# PPL routine



## Elivo (Jun 9, 2018)

So im thinking of going to a PPL 5 day a week.  
I was thinking 3 lifts per push and pull group.  IE  3 chest, 3 shoulder..eh probably only 1 or 2 for triceps since they will already be getting hit from the chest and shoulder stuff.

Same for the puling days, Legs will be more obviously since its just legs that day.

Havent decided on what lifts will be involved as of yet, but will for sure have bench, dead lift, squat and .......uhhh ok no OHP (SNAKE)
Going to go with a pyramid style with sets going up as heavy as i can. 

I feel like i will be able to get a much more effective workout as far as my goal of dropping BF than with just the single body part a day split.

Crap forgot the reason i posted this, working tonight so mind is going a few diff directions, now, as far as doing a PPL, is just going heavy each push and pull and leg day the way to go, or should you do a heavy push and then a more moderate push?

I kind of figure doing heavy deadlifts twice a week may not be the best idea, same with bench and squat.


----------



## Viduus (Jun 9, 2018)

Sorry to keep repeating this but I want to help you on your goals. Don’t forget to keep your heart rate up! Remember your current goal is to drop BF.

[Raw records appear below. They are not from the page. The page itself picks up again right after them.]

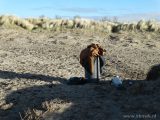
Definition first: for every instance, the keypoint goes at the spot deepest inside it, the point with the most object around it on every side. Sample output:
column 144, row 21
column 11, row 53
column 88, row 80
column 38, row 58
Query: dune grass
column 79, row 23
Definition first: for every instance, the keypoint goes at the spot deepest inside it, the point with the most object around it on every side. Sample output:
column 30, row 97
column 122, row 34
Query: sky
column 122, row 9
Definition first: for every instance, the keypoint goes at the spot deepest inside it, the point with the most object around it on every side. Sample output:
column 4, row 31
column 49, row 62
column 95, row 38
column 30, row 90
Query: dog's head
column 96, row 49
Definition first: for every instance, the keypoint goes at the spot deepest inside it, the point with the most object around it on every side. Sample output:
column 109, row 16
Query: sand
column 35, row 66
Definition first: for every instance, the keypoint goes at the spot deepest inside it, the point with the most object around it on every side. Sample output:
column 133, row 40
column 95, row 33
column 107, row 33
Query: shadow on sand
column 86, row 102
column 12, row 75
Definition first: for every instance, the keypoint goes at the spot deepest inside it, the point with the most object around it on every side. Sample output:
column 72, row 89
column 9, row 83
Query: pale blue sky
column 85, row 8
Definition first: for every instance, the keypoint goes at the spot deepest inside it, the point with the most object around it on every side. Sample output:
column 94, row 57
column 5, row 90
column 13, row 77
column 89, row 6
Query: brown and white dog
column 88, row 55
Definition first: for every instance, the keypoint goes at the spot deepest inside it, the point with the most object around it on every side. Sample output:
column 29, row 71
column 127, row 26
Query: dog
column 88, row 55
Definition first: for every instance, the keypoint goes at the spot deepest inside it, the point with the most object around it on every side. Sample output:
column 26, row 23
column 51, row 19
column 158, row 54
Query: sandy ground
column 34, row 68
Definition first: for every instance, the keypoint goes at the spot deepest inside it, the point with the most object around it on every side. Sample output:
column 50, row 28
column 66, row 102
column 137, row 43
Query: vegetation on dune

It’s a very slight difference but if your mind is thinking about pyramiding to hit a PR, you’ll be taking 2 minute breaks between lifts etc. If you’re brain is thinking about keeping your ass moving and your heart going, you’ll do the exact same lifts but you’ll reach your goals faster. You might lift 3% lighter at the top but you’re working toward a BF goal and not a strength goal. (At the moment)

I’ll have to read up on why Snake said no OHP. I combine mine with a deadlift to make one of those movements gibs hates


----------



## Elivo (Jun 9, 2018)

Snake said that because of my old shoulder problems, I wasn’t thinking of pyramiding up to a pr. I want to go heavy but not pr heavy.  I do get what you’re saying, and while I go fairly heavy it’s still with short rests, I’m not going with the mind set of gaining strength, but just hard work. I plan to combine some of it into supersets or even tri sets for the purpose of getting thinly pumping.


----------



## Viduus (Jun 9, 2018)

All of that makes complete sense. Good luck!


----------



## ECKSRATED (Jun 9, 2018)

Pyramidding is fine and works good. I would suggest to rotate what lifts u start with each session. For example don't start with flat bench every push day, start with a shoulder movement or even a tricep movement. I like a push pull legs split alot. It works very well for me when I do it.


----------



## Elivo (Jun 9, 2018)

Viduus said:


> All of that makes complete sense. Good luck!



Does it really man, lol not being sarcastic im honestly asking.  I appreciate everyones help with this stuff!!


----------



## Viduus (Jun 10, 2018)

Elivo said:


> Does it really man, lol not being sarcastic im honestly asking.  I appreciate everyones help with this stuff!!



Definitely. Snake recommending to lay of OHP due to an injury makes sense. I couldn’t think of any other reason he’d recommend against a decent movement.

Supersets, trisets and giant sets. I use them all the time and they fit what I was saying about using other isolation exercises to “rest” a muscle without resting your heart rate. Applies to compound movements as well but you obviously overlap muscles a bit more so there isn’t much resting going on.

Two of my favorite supersets are:
Deadlift -> heavy machine pullovers (wrecks your entire body)
Pause Squats -> OHP (active rest for my squats and annoys more people by taking up more racks)
Lateral raises -> lat Pulldowns (somehow makes my Pulldowns so much stronger - might just be me)


I use decline sit-ups as fillers in tri-sets to keep my heart rate going.


----------



## PFM (Jun 10, 2018)

Don't lie, you're thinking of pp.


----------



## Viduus (Jun 10, 2018)

PFM said:


> Don't lie, you're thinking of pp.



Thats the secret behind true pyramid sets. Raising the weight is for noobs.

Maybe I’m getting that confused with tenting sets... oh well.


----------



## Elivo (Jun 10, 2018)

going shieko for the next 4 weeks..at a minimum. Talked with POB about it and what my goals were. It is about one of the more evil looking programs ive seen but im going to hit that shit come monday!!


----------